What? Aren't computers perfect?

I'm so excited someone has finally experimentally recreated what we've all known for years! The most common cause of traffic jams is people driving like idiots!

Anyway, I'm not naïve enough to think that our results should be treated as gospel. The selection committee is made of people. As much as we can try to model their behavior, people are inconsistent and sometimes subjective. I have no doubt that we'll whiff on some of their choices. However, it can be useful to try to understand where our mistakes are and how we can correct them, if indeed we can. (Plus there's no sense in arguing with these ilk of writers who think that the BPs and Bill James of the world are enslaved to what the computer spits out).

One way is to review performance from previous years and look for patterns in the big mistakes. I've incorporated some of those changes into this year's model. Of course, we won't know how that worked until this Sunday.

Unfortunately, there are some aspects of the process that would be difficult, if not downright impossible, to model accurately.

Injuries

We know the committee takes injuries into consideration, but the problem is that each case is unique and subjective. Trying to include that in the model would be tricky and may cause more problems than it solves. Lack of historical data to use in comparisons is also a problem. And what if a team performs better while a key player is missing - are they penalized when the player returns?

As a result, I haven't even tried to include injuries and I don't foresee doing so any time soon. Fortunately, there aren't many Kenyon Martin situations where injuries have a significant impact.

What about this year? Here are a few cases we might mishandle because of injuries. (See this post if you're not familiar with the sparklines used here.)

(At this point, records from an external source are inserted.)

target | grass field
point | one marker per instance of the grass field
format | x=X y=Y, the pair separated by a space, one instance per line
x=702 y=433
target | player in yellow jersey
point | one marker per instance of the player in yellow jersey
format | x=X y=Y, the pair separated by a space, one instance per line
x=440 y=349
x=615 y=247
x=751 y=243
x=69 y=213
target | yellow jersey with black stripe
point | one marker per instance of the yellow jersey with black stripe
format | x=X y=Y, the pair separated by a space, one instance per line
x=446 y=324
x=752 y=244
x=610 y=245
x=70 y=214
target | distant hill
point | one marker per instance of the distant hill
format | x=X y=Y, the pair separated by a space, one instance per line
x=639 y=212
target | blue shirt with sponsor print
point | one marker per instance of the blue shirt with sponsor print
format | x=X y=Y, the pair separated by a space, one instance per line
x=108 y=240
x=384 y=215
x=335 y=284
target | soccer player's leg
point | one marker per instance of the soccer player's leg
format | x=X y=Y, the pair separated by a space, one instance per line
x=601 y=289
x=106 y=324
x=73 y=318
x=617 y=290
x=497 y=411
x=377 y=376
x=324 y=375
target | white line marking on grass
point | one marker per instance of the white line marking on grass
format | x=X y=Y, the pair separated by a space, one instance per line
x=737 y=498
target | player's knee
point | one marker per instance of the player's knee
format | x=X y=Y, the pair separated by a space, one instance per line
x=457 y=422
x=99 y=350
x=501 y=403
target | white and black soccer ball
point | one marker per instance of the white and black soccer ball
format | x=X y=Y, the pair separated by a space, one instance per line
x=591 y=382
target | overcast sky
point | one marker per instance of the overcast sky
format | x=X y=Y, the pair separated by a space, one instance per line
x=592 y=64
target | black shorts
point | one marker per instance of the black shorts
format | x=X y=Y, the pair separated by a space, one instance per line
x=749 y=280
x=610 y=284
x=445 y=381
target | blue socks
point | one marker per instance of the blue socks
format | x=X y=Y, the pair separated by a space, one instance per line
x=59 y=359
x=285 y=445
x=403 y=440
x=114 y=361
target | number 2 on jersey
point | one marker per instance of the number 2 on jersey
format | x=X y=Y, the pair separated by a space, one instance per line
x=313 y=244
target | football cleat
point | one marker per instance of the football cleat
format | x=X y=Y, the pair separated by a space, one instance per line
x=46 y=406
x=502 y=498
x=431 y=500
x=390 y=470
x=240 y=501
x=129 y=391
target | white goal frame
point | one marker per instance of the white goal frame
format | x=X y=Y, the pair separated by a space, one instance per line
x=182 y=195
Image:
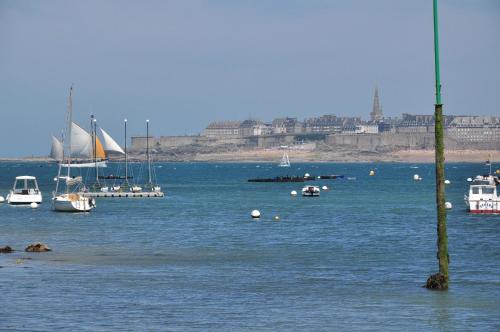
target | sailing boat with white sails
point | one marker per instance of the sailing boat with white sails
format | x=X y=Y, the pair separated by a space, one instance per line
x=70 y=200
x=285 y=162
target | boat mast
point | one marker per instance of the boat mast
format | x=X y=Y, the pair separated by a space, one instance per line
x=147 y=153
x=126 y=158
x=93 y=126
x=70 y=122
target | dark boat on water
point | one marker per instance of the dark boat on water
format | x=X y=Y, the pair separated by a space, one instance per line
x=280 y=179
x=304 y=178
x=331 y=177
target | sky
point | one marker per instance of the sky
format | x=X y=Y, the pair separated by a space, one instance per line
x=183 y=64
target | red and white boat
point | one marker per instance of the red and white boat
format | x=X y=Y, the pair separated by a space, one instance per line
x=483 y=195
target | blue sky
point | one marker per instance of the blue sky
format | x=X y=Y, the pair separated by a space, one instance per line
x=182 y=64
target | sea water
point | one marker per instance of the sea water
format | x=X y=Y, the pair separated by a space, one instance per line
x=354 y=258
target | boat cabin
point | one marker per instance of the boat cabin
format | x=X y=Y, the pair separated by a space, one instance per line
x=25 y=185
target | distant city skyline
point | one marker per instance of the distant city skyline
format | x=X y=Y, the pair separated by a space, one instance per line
x=185 y=64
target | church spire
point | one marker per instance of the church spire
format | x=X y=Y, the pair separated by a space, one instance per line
x=376 y=114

Dayton - Probably the most affected and most difficult for the committee to judge. They started 14-1 with Chris Wright but are 7-8 without including a number of bad losses. If he can't return to give the committee a chance to see him, they'll likely judge Dayton more on the latter than the former.
Pitt - The Panthers lost Mike Cook and Levance Fields in successive games at the end of a 10-1 start. They were a good (though inconsistent) 7-4 in conference without both which is probably enough to make the field. Since Cook will not be returning and Fields has been back since mid-February, the effect may not be as bad as I fear. In fact, Pitt is 4-4 since his return, though the losses were against four of the top six in the Big East. Seeding will be our biggest problem evaluating Pitt.
Arizona - National POY candidate Jerryd Bayless missed four games, three of which the Wildcats lost. I don't think they'll get much consideration from the committee on these games because one was at likely one-seed Memphis, which they may have lost anyway, and they lost rematches against Arizona State and Oregon after Bayless returned. Even without a free pass on those games, they're in the field as of Thursday.

Jekyll and Hyde teams

Some teams have bipolar profiles and they may be treated differently by the committee than teams with the same overall numbers but a more even level of performance. CTD looks at the overall profile of teams, not caring in what order the numbers accumulated. Two teams this year will provide a good test for how the committee handles such cases.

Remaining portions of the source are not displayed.